GESCHICHTE UND GESCHICHTEN
AUS DEM 18. JAHRHUNDERT

Die Würzburger Lügensteine

Am Anfang des 18. Jahrhunderts war die Wissenschaft noch nicht weiter, als dass man die ersten Fossilien als solche erkannt hatte. Man hatte aber noch keine Ahnung, wie sie entstanden waren. Das erklärt, wie der folgende Betrug überhaupt möglich war.
Professor Johann Beringer war Arzt und Philosoph, sowie Leibarzt des Fürstbischofs von Würzburg. Die Mediziner dieser Zeit hatten es auch auf sich genommen, die Natur zu erkunden, also die Fauna, die Flora und die Mineralien.
Im Jahr 1725 kamen drei Teenager zu Professor Beringer und zeigten ihm seltsame Steine.

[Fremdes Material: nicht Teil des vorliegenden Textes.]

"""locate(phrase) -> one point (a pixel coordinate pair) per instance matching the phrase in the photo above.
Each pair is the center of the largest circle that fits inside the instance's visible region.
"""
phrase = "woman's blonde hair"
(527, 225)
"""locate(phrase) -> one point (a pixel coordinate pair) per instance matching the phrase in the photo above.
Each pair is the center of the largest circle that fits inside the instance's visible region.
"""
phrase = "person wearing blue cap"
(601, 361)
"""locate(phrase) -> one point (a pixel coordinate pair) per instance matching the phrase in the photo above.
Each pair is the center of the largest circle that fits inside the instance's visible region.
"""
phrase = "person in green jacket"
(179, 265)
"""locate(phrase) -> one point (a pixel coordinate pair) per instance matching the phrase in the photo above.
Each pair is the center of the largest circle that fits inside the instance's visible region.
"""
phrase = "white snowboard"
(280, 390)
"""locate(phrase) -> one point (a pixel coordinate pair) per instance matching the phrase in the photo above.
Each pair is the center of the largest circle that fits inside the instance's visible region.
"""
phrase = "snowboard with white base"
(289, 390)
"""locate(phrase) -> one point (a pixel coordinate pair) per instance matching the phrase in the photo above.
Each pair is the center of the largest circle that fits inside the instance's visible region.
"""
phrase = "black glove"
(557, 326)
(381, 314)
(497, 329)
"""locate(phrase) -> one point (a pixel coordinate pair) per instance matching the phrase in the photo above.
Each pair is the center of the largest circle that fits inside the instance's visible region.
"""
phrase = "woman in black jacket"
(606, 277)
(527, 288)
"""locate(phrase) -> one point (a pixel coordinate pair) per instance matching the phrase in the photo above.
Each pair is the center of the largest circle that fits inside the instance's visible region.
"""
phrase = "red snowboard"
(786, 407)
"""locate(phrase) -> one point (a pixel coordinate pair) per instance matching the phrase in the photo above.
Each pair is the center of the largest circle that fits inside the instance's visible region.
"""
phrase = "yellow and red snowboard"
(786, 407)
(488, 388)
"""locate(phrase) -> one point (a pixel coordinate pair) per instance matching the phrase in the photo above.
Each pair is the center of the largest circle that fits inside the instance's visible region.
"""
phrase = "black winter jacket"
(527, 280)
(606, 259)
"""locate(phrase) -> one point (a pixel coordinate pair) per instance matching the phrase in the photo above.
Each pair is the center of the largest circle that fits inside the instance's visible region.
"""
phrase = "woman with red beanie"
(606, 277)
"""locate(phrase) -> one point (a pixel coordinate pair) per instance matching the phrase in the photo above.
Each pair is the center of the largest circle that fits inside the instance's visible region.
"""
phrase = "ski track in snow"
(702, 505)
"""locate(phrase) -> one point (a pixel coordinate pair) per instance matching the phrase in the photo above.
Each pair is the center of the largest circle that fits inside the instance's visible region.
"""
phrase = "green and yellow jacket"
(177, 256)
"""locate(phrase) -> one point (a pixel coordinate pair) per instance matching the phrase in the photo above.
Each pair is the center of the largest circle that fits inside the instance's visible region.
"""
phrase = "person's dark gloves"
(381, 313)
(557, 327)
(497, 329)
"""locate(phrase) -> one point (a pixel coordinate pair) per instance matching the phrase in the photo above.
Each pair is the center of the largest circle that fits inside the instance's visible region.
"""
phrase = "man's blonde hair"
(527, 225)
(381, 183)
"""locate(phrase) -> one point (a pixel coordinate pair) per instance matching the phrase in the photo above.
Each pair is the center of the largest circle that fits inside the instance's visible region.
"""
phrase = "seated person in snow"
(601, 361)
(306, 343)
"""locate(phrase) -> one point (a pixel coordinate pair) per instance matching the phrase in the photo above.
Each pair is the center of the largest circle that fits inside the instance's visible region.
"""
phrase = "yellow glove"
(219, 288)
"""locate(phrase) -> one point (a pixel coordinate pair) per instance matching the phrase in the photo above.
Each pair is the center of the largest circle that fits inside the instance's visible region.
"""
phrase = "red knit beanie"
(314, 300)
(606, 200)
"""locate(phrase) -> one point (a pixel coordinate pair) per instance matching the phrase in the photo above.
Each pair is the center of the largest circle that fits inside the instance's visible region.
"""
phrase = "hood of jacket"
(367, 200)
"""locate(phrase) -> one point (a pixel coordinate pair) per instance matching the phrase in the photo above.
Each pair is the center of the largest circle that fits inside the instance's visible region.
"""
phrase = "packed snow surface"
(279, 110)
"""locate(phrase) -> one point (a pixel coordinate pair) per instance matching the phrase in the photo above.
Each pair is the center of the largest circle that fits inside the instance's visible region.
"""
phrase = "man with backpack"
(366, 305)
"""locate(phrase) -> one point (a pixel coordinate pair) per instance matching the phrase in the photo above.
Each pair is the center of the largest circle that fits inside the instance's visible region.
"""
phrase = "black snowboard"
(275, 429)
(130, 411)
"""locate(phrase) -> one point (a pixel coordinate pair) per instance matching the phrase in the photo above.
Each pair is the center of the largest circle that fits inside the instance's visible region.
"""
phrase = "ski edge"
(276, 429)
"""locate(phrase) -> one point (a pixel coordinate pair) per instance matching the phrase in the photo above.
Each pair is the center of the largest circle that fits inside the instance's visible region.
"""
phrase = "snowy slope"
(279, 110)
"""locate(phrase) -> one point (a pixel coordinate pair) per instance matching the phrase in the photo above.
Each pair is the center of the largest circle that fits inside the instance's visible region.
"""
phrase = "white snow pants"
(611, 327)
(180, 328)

Diese waren überwältigend. Sie zeigten Pflanzen und Tiere, zum Teil aber auch Abbildungen von Sonne und Mond, sowie hebräische Schriftzeichen. Anfangs war Professor Beringer misstrauisch. Aber die Jungen erzählten ihm, wo sie die Steine gefunden hatten und als der Professor dort selbst zu graben begann, fand er weitere Objekte.
Er beauftragte die Jungen, weitere Stücke zu sammeln - was insgesamt etwa 2000 Funde ergab - die der Professor um mehr als 300 Reichstaler erwarb.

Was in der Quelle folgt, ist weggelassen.